If only the answer were yes. Unfortunately, in our experience, it is only, “Yes, but it’s harder.”
Not to vilify corporations. There isn’t a CEO today who doesn’t want a diverse workforce, and there isn’t a global company that hasn't devoted significant resources to achieving that end, with diversity councils, proactive hiring and promotion practices, mentoring programs, and the like. But deeply entrenched biases persist in society, and many corporations remain predisposed to straight, white men with prestigious college degrees. As one African American senior executive puts it: "Hiring managers are often uncomfortable based simply on a lack of familiarity. They want to associate with people like them."

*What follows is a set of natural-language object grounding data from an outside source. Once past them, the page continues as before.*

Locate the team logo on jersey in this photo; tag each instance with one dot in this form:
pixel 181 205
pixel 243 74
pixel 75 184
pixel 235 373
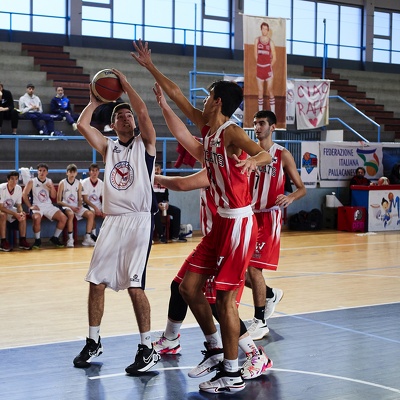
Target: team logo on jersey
pixel 121 176
pixel 43 196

Which doesn’t knock you out of the corporate career competition, it just shifts your starting line back a bit. And the only way we know to overcome that deficit is with sheer, unbridled competence. Because at their core, more than anything else, companies want to win. So while your performance may take longer to be rewarded, if you consistently deliver great results, eventually you’ll wear any doubters down. They’ll come to need you too much.
Is this system fair? Of course not. Even though we have both benefited from it to some extent, due to background and education, we have seen its inequities and the toll it can take on personal dignity. We’ve seen it make too many people feel disenfranchised. We’ve seen it make too many leave. And indeed, that’s a viable alternative for you. Many younger companies—think Google and eBay—seem to have solved the problem of diversity. Or you can go it alone: The economy is filled with businesses started by individuals who didn’t want to wait for a bunch of middle-aged white men to decide they were worth something. You can’t blame them.
But we wouldn’t advise you—or anyone “different”—to ditch a traditional corporate career. Big companies are getting better every day at inclusiveness; the vast majority are making a serious effort. And corporations do offer immense opportunity for professional and personal growth. Once your career takes off, you can travel, manage teams, even launch whole new businesses. Perhaps most rewarding, you can use your platform to foster the careers of other “different” people, making the corporation and the world all the better for it.
So don’t give up. If you feel you can survive the corporate journey with your sense of humor and humanity intact, know that your performance can ultimately get you to the top of the mountain. Just be prepared for a harder climb.